Aisyah RA pernah ditanya tentang watak pribadi Rasulullah, dan ia menjawab: “Rasulullah SAW adalah orang yang memiliki akhlak terbaik: beliau tidak pernah kasar, berbuat keji, berteriak di pasar, dan membalas kejahatan dengan kejahatan. Sebaliknya, beliau pemaaf dan selalu mendamaikan.” Di antara sifat Rasulullah SAW adalah kegemarannya untuk memberi maaf. Beliau seringkali memaafkan orang yang menyakitkan perasaannya.
Memberikan maaf bukanlah perkara mudah, namun hal ini merupakan ujian bagi keimanan seseorang. Ketika seseorang memaafkan, ia mengalahkan egonya dan menjauhkan amarahnya. Allah SWT berfirman, “Barangsiapa yang memaafkan dan mendamaikan, maka pahalanya dari Allah SWT.” Dalam hadits juga disebutkan, “Allah tidak menambahkan sesuatu kepada orang yang memaafkan kecuali kemuliaan.” Memberi maaf bukanlah tanda kelemahan, sebab Allah SWT akan memuliakan orang yang bersedia memaafkan kesalahan orang lain.

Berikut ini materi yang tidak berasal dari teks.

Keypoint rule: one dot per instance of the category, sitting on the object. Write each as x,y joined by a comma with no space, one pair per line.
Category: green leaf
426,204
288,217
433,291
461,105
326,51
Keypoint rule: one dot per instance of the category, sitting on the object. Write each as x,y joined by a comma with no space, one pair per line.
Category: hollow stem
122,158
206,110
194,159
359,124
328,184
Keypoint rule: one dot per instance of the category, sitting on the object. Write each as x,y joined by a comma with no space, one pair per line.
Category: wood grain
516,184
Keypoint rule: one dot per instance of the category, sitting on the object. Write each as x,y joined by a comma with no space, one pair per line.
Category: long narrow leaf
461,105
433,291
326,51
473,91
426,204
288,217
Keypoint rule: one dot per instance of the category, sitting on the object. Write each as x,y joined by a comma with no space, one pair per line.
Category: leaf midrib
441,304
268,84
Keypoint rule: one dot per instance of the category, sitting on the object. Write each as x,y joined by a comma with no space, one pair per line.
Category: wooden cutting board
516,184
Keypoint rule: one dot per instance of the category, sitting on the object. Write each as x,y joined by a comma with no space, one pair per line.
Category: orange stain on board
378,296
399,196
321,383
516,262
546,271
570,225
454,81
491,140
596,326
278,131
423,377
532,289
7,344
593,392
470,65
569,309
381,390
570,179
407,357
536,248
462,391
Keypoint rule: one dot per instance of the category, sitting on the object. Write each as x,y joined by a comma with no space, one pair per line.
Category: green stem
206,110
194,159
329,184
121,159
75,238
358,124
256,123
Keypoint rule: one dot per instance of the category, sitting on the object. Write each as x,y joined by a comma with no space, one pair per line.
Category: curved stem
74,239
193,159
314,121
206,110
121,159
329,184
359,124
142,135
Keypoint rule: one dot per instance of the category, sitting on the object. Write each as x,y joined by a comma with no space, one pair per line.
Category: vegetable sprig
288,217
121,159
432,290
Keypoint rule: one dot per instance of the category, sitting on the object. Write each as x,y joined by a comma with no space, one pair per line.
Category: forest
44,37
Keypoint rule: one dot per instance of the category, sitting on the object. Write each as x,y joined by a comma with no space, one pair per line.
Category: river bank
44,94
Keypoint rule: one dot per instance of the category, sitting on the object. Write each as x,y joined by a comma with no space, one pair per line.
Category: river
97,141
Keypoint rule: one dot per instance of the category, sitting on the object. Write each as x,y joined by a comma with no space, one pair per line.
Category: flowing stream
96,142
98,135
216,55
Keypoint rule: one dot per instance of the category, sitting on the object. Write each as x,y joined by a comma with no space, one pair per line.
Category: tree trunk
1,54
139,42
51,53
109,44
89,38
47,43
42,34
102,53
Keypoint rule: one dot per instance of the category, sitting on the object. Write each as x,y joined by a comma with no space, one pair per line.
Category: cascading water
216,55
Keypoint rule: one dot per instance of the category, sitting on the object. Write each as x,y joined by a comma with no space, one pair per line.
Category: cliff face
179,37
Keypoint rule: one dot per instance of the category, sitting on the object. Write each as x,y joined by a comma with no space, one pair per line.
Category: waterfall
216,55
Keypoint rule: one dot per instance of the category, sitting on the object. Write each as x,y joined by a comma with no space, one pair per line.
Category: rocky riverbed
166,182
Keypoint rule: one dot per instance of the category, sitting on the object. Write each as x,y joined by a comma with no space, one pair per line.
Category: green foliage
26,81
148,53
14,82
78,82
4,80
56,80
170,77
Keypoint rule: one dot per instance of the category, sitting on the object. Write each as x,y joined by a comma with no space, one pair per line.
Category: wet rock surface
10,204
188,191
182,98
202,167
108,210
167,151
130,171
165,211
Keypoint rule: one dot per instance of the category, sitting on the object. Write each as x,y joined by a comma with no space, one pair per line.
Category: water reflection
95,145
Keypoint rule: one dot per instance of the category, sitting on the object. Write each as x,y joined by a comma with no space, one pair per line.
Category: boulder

Bahkan Allah telah menyiapkan pahala yang besar bagi orang tersebut.
Dengan memberi maaf, kita mencoba untuk mengikuti jejak Nabi SAW. Mengikuti etika dan kesopanan yang beliau ajarkan lebih penting daripada sekadar mengikuti model pakaian Nabi. Kesopanan dan kelembutan Nabi SAW begitu luar biasa sehingga sahabat Al-Bara bin ‘Azib menggambarkan wajah beliau seperti bulan, bukan seperti pedang.
Melalui tindakan memberi maaf, kita tidak hanya menahan amarah, tetapi juga menunjukkan keutamaan dalam Islam. Jika Nabi SAW bersikap pemarah dan pendendam, mungkin jumlah pemeluk agama Islam tidak sebanyak saat ini. Teruslah berbuat baik, sebab dalam memberi maaf, kita menunjukkan ketulusan iman kita.